On 06/06/07, Robert Godfrey <[EMAIL PROTECTED]> wrote:

However thing such as the immediate flag are at the very least
"unstable" right now... and we are seeing problems from our internal
adopters where using our "extensions" make it difficult for them to
upgrade.

Having to make small changes from version to version is not
unacceptable. And if we were willing to put the effort in, deprecated
compatibility can be achieved for certain things.

The most problematic issue for me is the mismatch between the JMS
notion of Destination and the AMQP notions of exchanges and consumers.
 The current implementation jumps through hoops trying to make Topics
and Queues in JMS map to how these are implemented in AMQP... however
other non-standard exchanges (e.g.
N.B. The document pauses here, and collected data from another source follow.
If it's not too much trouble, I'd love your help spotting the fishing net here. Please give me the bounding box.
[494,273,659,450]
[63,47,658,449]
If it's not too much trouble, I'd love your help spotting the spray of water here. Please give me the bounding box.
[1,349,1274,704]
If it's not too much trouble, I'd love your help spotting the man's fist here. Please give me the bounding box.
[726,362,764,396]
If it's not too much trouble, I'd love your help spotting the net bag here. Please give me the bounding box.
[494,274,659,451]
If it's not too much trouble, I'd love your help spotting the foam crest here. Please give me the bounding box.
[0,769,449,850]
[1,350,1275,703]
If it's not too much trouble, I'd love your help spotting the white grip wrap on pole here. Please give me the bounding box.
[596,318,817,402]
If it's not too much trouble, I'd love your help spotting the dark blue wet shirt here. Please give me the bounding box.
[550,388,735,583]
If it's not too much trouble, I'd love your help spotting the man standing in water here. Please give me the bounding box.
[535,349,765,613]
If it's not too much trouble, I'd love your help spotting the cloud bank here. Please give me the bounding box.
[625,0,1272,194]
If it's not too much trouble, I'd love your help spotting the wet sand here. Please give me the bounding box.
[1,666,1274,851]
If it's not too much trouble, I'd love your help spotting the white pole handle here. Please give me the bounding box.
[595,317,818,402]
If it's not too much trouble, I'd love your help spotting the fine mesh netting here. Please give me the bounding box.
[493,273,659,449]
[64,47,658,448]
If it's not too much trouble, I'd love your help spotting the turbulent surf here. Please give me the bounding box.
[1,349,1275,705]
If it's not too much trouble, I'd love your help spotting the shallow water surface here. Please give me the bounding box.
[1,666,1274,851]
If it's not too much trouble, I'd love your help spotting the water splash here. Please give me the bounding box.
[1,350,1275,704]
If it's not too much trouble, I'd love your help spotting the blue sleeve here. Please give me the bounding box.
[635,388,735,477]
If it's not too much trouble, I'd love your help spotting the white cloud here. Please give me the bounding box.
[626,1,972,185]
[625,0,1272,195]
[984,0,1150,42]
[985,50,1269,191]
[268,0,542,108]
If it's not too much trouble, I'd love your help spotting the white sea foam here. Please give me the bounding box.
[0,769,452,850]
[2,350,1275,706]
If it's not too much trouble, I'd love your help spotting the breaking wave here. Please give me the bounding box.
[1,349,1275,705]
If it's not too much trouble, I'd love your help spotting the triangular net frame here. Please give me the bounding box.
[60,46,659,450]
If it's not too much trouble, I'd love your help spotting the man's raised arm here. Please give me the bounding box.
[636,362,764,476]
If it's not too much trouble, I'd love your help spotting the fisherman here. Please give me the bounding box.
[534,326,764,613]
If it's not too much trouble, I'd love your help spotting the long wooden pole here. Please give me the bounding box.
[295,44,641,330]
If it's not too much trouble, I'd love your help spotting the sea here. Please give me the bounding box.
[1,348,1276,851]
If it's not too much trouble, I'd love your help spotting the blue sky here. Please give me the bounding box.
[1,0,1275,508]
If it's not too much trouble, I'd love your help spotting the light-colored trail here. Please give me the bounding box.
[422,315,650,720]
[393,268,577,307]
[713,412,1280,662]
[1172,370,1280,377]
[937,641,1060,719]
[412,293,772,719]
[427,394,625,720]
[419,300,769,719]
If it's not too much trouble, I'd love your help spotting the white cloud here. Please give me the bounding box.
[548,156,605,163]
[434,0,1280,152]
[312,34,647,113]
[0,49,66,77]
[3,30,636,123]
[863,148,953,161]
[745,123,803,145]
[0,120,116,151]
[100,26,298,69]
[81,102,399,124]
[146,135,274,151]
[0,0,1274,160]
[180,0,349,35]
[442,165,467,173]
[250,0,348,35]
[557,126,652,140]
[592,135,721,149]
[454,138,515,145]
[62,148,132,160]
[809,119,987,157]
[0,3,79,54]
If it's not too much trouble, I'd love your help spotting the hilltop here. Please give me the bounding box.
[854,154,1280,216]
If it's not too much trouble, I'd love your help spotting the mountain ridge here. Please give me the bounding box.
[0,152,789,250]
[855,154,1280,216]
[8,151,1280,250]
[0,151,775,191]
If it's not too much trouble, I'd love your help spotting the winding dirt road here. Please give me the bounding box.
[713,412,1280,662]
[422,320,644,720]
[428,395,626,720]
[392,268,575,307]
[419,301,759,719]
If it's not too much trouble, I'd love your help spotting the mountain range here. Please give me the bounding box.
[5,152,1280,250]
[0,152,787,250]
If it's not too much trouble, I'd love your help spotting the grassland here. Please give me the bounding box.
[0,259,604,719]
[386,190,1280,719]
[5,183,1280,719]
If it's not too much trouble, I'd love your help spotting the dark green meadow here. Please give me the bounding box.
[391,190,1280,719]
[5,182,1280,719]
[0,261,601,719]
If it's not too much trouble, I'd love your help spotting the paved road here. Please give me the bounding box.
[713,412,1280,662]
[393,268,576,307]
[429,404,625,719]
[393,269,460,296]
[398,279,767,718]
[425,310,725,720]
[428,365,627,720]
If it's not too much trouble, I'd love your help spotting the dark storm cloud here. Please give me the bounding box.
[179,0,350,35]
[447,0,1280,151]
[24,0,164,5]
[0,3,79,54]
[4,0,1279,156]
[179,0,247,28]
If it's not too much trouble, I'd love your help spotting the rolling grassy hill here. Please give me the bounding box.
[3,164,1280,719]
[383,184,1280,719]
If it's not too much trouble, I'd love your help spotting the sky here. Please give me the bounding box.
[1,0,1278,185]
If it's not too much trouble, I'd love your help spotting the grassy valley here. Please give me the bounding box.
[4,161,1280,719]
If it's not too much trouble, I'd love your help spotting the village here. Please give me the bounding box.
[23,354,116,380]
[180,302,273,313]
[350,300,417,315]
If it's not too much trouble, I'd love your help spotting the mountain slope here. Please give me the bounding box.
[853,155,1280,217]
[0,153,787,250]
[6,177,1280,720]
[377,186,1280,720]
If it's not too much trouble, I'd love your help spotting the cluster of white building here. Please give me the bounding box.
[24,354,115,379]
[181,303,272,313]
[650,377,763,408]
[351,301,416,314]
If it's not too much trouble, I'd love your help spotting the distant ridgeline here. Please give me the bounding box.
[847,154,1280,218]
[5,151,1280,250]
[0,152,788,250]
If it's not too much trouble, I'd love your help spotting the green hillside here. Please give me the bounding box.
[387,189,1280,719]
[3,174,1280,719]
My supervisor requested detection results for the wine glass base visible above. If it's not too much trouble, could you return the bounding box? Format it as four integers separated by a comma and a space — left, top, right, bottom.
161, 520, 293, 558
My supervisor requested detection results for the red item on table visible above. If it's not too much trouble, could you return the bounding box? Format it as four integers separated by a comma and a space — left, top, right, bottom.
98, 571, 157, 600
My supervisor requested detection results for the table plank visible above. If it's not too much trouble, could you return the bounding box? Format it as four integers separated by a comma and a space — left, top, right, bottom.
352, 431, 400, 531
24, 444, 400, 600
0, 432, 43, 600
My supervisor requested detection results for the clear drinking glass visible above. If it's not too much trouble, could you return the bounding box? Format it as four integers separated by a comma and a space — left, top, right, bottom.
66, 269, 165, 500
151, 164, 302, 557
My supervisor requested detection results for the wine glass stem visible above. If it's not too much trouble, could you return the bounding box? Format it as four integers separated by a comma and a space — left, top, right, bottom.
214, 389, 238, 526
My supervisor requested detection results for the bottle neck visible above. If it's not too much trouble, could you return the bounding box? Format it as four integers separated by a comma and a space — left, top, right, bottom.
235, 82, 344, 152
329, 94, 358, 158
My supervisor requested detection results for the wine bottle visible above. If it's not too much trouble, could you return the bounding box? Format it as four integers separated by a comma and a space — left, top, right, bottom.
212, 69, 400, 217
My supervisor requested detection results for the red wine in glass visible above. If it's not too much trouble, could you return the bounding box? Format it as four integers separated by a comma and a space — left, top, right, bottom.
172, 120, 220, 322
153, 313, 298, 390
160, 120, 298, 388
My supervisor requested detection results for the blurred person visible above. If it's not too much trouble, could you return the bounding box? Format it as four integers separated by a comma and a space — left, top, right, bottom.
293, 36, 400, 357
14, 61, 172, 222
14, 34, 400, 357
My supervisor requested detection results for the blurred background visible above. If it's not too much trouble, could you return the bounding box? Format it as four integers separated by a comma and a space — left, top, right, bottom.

Headers) don't match well to the
JMS notion (IMHO).

Yes, this is the biggest mismatch that I have seen. Promoting the
concept of exchange etc to the public API is not a bad thing though
and could be used to provide a way forward. We have bent over
backwards to make it work inside the JMS Destination model mostly
because our users want that (motivated in many cases by a desire by
then to use Spring and so on).

JDBC depends on SQL.  There is no SQL equivalent in the world of
messaging.  Even more, without SQL, relational databases still follow
a reasonably well defined model (tables with columns and rows) - the
same does not hold true for the messaging space.

I was thinking more of things like the Sybase notification feature. If
you do happen to want to use that you can do so within the context of
an application that otherwise just uses JDBC (by casting to a
SybConnection IIRC).

Exposing an AMQP extension via the JMS API should be demand driven until 1.0

Yes, I agree. We almost certainly have other fish to fry. This is why
our extensions have not been particularly aggressive so far.

Writing the JMS layer in terms of an AMQP layer makes sense in terms
of maintainability.

Yes, agree here too.

Allowing users who are committed to AMQP (rather than to JMS) to use
an AMQP API does not upset me in the same way it does you.

It's forcing users to make that decision to commit to AMQP that
bothers me. I think you should be able to choose to use proprietary
features in isolated pockets of code within the context of an
otherwise standards-based implementation.